Details
Description
Hi Folks,
If I set a receive block to 1 message and in turn try to send to a destination from multiple messengers on different threads, it seems to cause a deadlock in send / recv. I have attached a small example which recreates this:
This is the output we expect this application to produce:
Starting qpidListenerThread...
Waiting on data to come into pn_messenger_recv...

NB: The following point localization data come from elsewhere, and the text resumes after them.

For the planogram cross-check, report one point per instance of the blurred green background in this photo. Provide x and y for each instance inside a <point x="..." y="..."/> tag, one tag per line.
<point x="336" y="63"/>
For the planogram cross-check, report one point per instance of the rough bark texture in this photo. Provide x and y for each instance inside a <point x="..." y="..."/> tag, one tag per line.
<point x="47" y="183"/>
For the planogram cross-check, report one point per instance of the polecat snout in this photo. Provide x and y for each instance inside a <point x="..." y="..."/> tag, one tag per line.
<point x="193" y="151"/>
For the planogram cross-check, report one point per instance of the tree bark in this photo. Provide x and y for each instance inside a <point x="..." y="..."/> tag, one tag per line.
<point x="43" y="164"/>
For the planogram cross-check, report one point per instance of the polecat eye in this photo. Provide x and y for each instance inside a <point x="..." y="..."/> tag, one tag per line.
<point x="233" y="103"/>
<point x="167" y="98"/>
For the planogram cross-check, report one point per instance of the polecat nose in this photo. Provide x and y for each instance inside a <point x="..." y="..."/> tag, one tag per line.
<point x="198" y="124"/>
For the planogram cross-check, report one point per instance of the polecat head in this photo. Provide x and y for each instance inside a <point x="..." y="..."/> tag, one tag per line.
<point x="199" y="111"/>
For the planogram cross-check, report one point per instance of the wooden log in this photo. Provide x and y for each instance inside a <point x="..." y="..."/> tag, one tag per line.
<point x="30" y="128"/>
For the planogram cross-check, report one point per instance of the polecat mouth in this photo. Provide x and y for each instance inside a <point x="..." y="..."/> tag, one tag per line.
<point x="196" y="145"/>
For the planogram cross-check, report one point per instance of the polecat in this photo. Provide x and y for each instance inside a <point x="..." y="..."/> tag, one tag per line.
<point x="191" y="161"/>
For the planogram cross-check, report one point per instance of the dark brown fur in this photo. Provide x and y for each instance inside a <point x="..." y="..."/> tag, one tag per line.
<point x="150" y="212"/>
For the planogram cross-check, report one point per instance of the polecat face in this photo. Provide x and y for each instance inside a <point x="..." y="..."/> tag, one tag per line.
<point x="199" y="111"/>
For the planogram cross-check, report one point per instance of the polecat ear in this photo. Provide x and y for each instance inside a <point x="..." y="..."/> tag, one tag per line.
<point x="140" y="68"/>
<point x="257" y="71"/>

Data received by pn_messenger_recv...
Message received with subject: 'MESSAGE FROM MAIN THREAD'
Moving back to pn_messenger_recv
Waiting on data to come into pn_messenger_recv...
Starting qpidSenderThread...
Finished with qpidSenderThread...
Data received by pn_messenger_recv...
Message received with subject: 'MESSAGE FROM PTHREAD'
Moving back to pn_messenger_recv
Waiting on data to come into pn_messenger_recv...

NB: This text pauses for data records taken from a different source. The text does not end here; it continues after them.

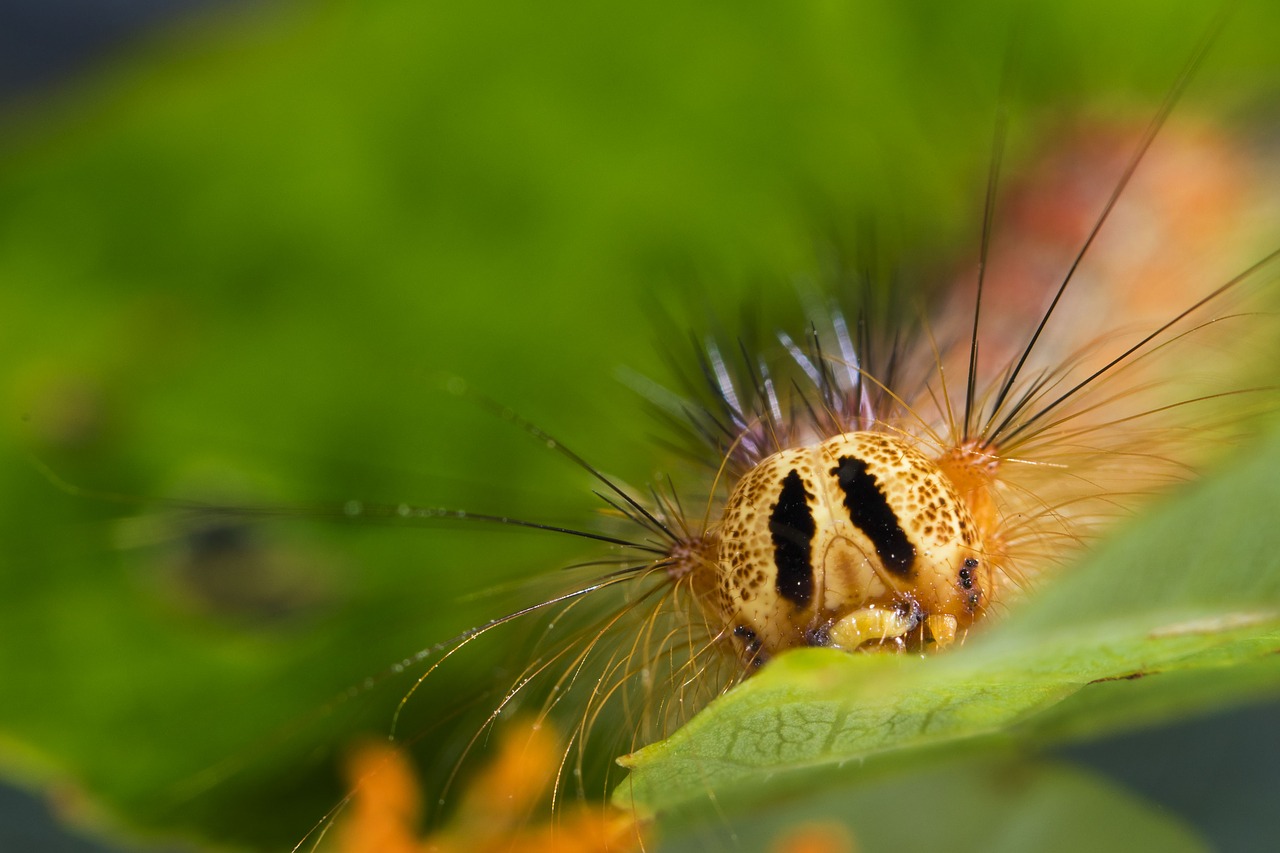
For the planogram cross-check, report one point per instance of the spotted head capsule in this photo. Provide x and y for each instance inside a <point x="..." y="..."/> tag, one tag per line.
<point x="859" y="539"/>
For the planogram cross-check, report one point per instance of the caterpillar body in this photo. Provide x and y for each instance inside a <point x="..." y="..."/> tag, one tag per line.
<point x="876" y="477"/>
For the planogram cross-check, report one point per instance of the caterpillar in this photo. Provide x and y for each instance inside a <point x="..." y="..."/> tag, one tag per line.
<point x="782" y="432"/>
<point x="886" y="482"/>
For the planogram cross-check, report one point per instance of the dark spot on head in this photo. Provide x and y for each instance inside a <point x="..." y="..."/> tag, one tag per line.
<point x="792" y="528"/>
<point x="818" y="637"/>
<point x="871" y="512"/>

This is what actually gets produced (note the second message is never received)
Starting qpidListenerThread...
Waiting on data to come into pn_messenger_recv...
Data received by pn_messenger_recv...
Message received with subject: 'MESSAGE FROM MAIN THREAD'
Moving back to pn_messenger_recv
Waiting on data to come into pn_messenger_recv...
Starting qpidSenderThread...
Which deadlocks with the following backtrace:
(gdb) thread apply all bt
Thread 3 (Thread 0xb77c9b70 (LWP 9431)):
#0 0x00cc8424 in __kernel_vsyscall ()
#1 0x0021cca6 in poll () from /lib/libc.so.6
#2 0x00c0f9fa in pn_driver_wait_2 ()
from /home/fquinn/lib/qpid-proton-0.5/lib/libqpid-proton.so.2
#3 0x00c0fd9f in pn_driver_wait ()
from /home/fquinn/lib/qpid-proton-0.5/lib/libqpid-proton.so.2
#4 0x00c0a4d1 in pn_messenger_tsync ()
from /home/fquinn/lib/qpid-proton-0.5/lib/libqpid-proton.so.2
#5 0x00c0a7bc in pn_messenger_sync ()
from /home/fquinn/lib/qpid-proton-0.5/lib/libqpid-proton.so.2
#6 0x00c0c27a in pn_messenger_recv ()
from /home/fquinn/lib/qpid-proton-0.5/lib/libqpid-proton.so.2
#7 0x08048953 in qpidListenerThread ()
#8 0x00355a49 in start_thread () from /lib/libpthread.so.0
#9 0x00227aee in clone () from /lib/libc.so.6
Thread 2 (Thread 0xb6dc8b70 (LWP 9432)):
#0 0x00cc8424 in __kernel_vsyscall ()
#1 0x0021cca6 in poll () from /lib/libc.so.6
#2 0x00c0f9fa in pn_driver_wait_2 ()
from /home/fquinn/lib/qpid-proton-0.5/lib/libqpid-proton.so.2
#3 0x00c0fd9f in pn_driver_wait ()
from /home/fquinn/lib/qpid-proton-0.5/lib/libqpid-proton.so.2
#4 0x00c0a4d1 in pn_messenger_tsync ()
from /home/fquinn/lib/qpid-proton-0.5/lib/libqpid-proton.so.2
#5 0x00c0a7bc in pn_messenger_sync ()
from /home/fquinn/lib/qpid-proton-0.5/lib/libqpid-proton.so.2
#6 0x00c0c1d5 in pn_messenger_send ()
from /home/fquinn/lib/qpid-proton-0.5/lib/libqpid-proton.so.2
#7 0x08048a5d in qpidSenderThread ()
#8 0x00355a49 in start_thread () from /lib/libpthread.so.0
#9 0x00227aee in clone () from /lib/libc.so.6
Thread 1 (Thread 0xb77ca990 (LWP 9430)):
#0 0x00cc8424 in __kernel_vsyscall ()
#1 0x0035610d in pthread_join () from /lib/libpthread.so.0
#2 0x08048bc9 in main ()
Note that we know that this can be avoided by using the same messenger across different threads for publishing or by setting a larger receive window, but we expected this to work regardless and our existing implementation depends on it.
Cheers,
Frank